- Original poster
- Directed by: Giuliano Carnimeo
- Written by: Dardano Sacchetti
- Produced by: Fabrizio De Angelis
- Starring: David Warbeck Janet Ågren Eva Grimaldi Luisa Menon Werner Pochath Nelson de la Rosa
- Cinematography: Roberto Girometti
- Edited by: Vincenzo Tomassi
- Music by: Stefano Mainetti
- Distributed by: Fulvia Film
- Release date: 1988;
- Running time: 82 minutes
- Country: Italy
- Language: Italian

= Ratman =

1988 film by Giuliano Carnimeo

Ratman (Quella villa in fondo al parco) is a 1988 Italian exploitation horror film directed by Giuliano Carnimeo.

==Plot==

Two models, Marlis and Peggy, are on a Caribbean Island for a photoshoot. One night, Peggy is found dead and her body seems to be eaten by rats.

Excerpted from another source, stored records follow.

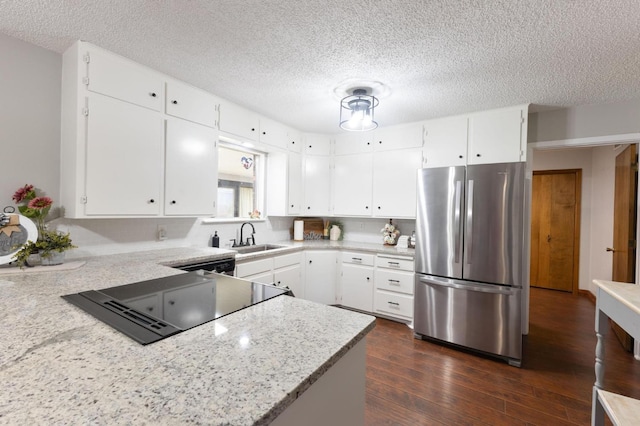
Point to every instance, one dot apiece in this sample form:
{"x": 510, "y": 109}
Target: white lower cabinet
{"x": 287, "y": 272}
{"x": 393, "y": 294}
{"x": 320, "y": 276}
{"x": 260, "y": 271}
{"x": 356, "y": 281}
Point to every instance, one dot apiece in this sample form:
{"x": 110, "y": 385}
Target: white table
{"x": 621, "y": 303}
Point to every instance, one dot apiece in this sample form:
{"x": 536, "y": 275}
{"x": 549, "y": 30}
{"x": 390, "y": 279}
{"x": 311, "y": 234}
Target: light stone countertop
{"x": 293, "y": 246}
{"x": 626, "y": 293}
{"x": 59, "y": 365}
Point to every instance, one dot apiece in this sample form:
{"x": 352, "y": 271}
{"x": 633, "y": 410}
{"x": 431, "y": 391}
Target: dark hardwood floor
{"x": 413, "y": 382}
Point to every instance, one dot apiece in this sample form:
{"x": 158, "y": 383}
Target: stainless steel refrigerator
{"x": 469, "y": 257}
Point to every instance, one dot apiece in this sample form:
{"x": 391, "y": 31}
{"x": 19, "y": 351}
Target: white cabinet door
{"x": 445, "y": 142}
{"x": 261, "y": 277}
{"x": 317, "y": 185}
{"x": 398, "y": 137}
{"x": 353, "y": 177}
{"x": 315, "y": 144}
{"x": 294, "y": 141}
{"x": 191, "y": 169}
{"x": 238, "y": 121}
{"x": 498, "y": 136}
{"x": 394, "y": 182}
{"x": 191, "y": 104}
{"x": 291, "y": 277}
{"x": 124, "y": 167}
{"x": 320, "y": 276}
{"x": 120, "y": 78}
{"x": 356, "y": 284}
{"x": 295, "y": 193}
{"x": 273, "y": 133}
{"x": 353, "y": 143}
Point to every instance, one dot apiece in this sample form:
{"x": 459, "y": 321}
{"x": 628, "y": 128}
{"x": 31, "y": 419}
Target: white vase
{"x": 54, "y": 258}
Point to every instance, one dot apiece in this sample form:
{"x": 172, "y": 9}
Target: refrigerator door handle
{"x": 457, "y": 221}
{"x": 488, "y": 288}
{"x": 469, "y": 231}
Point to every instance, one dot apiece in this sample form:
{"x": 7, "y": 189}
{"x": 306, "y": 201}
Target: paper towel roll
{"x": 298, "y": 230}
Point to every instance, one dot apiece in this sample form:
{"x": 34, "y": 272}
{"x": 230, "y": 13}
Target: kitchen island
{"x": 258, "y": 365}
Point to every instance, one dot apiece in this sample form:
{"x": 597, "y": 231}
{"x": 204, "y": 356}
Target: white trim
{"x": 587, "y": 142}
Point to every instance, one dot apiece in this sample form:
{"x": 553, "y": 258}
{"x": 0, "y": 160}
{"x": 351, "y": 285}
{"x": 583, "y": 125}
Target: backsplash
{"x": 96, "y": 237}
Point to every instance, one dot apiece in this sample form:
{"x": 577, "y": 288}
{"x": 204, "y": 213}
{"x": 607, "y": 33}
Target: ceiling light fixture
{"x": 357, "y": 111}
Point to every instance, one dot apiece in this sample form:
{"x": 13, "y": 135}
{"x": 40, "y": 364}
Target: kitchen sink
{"x": 256, "y": 248}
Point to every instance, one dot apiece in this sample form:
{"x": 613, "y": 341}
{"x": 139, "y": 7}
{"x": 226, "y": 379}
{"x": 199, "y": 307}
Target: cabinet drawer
{"x": 394, "y": 281}
{"x": 255, "y": 267}
{"x": 394, "y": 263}
{"x": 287, "y": 260}
{"x": 358, "y": 258}
{"x": 393, "y": 304}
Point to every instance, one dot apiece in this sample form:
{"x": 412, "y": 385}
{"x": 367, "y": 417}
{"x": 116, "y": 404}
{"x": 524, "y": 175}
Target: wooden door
{"x": 624, "y": 227}
{"x": 555, "y": 229}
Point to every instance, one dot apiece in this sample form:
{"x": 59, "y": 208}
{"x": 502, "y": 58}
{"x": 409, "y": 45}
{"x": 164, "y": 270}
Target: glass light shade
{"x": 357, "y": 111}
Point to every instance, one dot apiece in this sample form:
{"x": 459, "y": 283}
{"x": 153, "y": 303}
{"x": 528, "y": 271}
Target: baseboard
{"x": 588, "y": 295}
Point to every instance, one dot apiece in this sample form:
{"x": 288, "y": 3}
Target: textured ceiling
{"x": 283, "y": 58}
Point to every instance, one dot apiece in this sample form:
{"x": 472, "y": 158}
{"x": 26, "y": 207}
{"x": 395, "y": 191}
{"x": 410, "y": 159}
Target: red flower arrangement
{"x": 32, "y": 206}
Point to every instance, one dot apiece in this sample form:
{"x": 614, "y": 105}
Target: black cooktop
{"x": 148, "y": 311}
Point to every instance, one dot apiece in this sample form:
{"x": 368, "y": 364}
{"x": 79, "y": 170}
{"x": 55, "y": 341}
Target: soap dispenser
{"x": 215, "y": 240}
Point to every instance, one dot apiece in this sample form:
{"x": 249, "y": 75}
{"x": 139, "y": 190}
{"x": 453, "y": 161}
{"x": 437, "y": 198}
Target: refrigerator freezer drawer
{"x": 480, "y": 316}
{"x": 393, "y": 304}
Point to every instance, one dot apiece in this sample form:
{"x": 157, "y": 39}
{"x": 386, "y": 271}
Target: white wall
{"x": 596, "y": 216}
{"x": 584, "y": 121}
{"x": 30, "y": 79}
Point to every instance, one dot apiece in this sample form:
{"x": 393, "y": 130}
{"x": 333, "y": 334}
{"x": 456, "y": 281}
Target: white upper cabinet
{"x": 122, "y": 79}
{"x": 353, "y": 143}
{"x": 317, "y": 185}
{"x": 238, "y": 121}
{"x": 315, "y": 144}
{"x": 394, "y": 182}
{"x": 124, "y": 156}
{"x": 187, "y": 102}
{"x": 352, "y": 184}
{"x": 445, "y": 142}
{"x": 498, "y": 136}
{"x": 191, "y": 156}
{"x": 273, "y": 133}
{"x": 295, "y": 194}
{"x": 398, "y": 137}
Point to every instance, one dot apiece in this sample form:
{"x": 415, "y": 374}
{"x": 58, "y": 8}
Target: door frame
{"x": 575, "y": 285}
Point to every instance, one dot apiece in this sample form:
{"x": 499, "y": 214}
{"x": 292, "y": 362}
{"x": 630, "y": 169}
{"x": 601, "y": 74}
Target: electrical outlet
{"x": 162, "y": 232}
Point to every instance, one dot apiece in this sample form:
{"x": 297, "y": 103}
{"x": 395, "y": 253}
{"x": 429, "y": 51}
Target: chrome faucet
{"x": 253, "y": 231}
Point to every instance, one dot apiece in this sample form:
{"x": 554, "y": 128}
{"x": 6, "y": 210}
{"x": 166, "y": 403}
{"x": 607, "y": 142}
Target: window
{"x": 239, "y": 182}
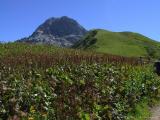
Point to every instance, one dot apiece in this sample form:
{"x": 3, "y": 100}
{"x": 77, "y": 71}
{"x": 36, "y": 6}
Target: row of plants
{"x": 70, "y": 91}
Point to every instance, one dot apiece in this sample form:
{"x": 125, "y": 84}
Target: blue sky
{"x": 19, "y": 18}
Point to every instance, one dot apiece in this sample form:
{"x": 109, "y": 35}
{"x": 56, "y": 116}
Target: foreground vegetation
{"x": 40, "y": 85}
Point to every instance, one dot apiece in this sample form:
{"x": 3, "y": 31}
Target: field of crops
{"x": 71, "y": 85}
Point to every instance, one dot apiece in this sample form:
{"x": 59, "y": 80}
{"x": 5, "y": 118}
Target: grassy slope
{"x": 122, "y": 43}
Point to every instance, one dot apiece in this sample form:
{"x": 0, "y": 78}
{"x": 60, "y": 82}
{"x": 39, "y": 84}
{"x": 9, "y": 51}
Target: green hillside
{"x": 119, "y": 43}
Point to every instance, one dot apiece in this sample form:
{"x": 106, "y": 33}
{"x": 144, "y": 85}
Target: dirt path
{"x": 155, "y": 113}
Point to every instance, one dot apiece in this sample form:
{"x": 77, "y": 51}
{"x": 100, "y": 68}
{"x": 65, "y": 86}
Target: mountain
{"x": 62, "y": 31}
{"x": 119, "y": 43}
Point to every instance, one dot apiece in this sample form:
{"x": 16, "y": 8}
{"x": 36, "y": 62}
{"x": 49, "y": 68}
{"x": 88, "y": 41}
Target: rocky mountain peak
{"x": 62, "y": 31}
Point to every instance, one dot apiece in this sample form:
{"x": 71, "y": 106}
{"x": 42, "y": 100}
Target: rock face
{"x": 62, "y": 32}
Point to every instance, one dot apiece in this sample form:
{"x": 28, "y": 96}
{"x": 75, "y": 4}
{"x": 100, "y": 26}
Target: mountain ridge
{"x": 62, "y": 31}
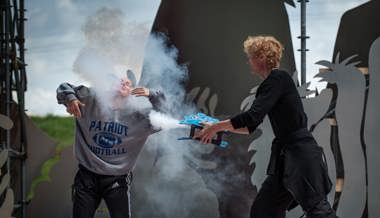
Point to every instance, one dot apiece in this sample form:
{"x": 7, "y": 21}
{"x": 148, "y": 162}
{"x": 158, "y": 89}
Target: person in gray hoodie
{"x": 107, "y": 143}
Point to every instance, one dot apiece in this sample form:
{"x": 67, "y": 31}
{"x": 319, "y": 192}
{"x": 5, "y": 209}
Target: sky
{"x": 54, "y": 37}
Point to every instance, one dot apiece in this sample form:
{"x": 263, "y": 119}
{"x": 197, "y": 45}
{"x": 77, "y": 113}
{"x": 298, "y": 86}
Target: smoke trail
{"x": 164, "y": 122}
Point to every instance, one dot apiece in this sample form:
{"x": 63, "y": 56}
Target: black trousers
{"x": 89, "y": 188}
{"x": 273, "y": 199}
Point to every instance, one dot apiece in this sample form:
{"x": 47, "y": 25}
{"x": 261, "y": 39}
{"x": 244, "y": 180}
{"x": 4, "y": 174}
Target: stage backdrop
{"x": 216, "y": 182}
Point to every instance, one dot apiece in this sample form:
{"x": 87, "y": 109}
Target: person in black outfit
{"x": 297, "y": 171}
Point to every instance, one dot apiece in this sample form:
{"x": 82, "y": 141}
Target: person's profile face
{"x": 256, "y": 64}
{"x": 125, "y": 87}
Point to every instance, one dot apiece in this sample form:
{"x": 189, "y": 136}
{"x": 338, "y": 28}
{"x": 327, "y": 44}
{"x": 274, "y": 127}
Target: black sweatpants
{"x": 273, "y": 199}
{"x": 89, "y": 188}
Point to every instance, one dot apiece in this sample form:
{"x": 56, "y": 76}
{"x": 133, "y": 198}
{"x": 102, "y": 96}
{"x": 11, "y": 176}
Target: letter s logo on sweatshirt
{"x": 106, "y": 140}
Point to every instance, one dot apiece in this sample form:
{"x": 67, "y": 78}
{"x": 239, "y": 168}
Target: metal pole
{"x": 21, "y": 41}
{"x": 303, "y": 38}
{"x": 8, "y": 91}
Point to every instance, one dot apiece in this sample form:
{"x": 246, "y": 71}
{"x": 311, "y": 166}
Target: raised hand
{"x": 73, "y": 108}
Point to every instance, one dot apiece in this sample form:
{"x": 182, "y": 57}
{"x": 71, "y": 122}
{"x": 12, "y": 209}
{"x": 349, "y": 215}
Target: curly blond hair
{"x": 268, "y": 46}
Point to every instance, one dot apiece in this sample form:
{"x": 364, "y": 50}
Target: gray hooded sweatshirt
{"x": 108, "y": 144}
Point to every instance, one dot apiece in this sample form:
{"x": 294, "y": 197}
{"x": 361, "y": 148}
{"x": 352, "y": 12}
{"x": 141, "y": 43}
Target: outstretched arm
{"x": 69, "y": 96}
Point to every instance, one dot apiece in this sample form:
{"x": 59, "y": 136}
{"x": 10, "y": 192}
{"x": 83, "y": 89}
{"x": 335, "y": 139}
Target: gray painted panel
{"x": 372, "y": 127}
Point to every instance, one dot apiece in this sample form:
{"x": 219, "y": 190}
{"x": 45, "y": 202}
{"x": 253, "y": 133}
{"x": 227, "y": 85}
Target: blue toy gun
{"x": 195, "y": 121}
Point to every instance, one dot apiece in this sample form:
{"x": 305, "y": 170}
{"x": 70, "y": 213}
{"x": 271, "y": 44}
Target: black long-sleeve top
{"x": 278, "y": 97}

The victim's sister, Terry, arrives on the island and helped by Fred Williams, a mystery novel writer she meets at the airport, starts to investigate. Meanwhile, Marlis and the photographer find other corpses in the jungle. Searching for help, they stopped at an isolated house just to discover that the landlord is a scientist who created a ferocious mutant half-ape, half rat.

==Release==
Ratman was released in 1988.

==Reception==
Todd Martin of Horror News Network had praised the film for its gore and acting of Nelson de la Rosa and Eva Grimaldi but criticized the film for its long and boring scenes where blood and gore were not the factors. John White of The Digital Fix gave the film 7 out of 10, criticizing its visual presentation but also mentioning that "Those who love bad monster movies will open their heart to Ratman."

==Home media==
Ratman was released on DVD in the United Kingdom by Shameless Screen Entertainment on 31 March 2008. It was released uncut for the first time in its most complete version, containing its original aspect ratio of 1.85:1, and it also contains trailers for other Shameless DVD releases, a picture gallery and reversible cover art containing the new DVD release and the original poster-style cover.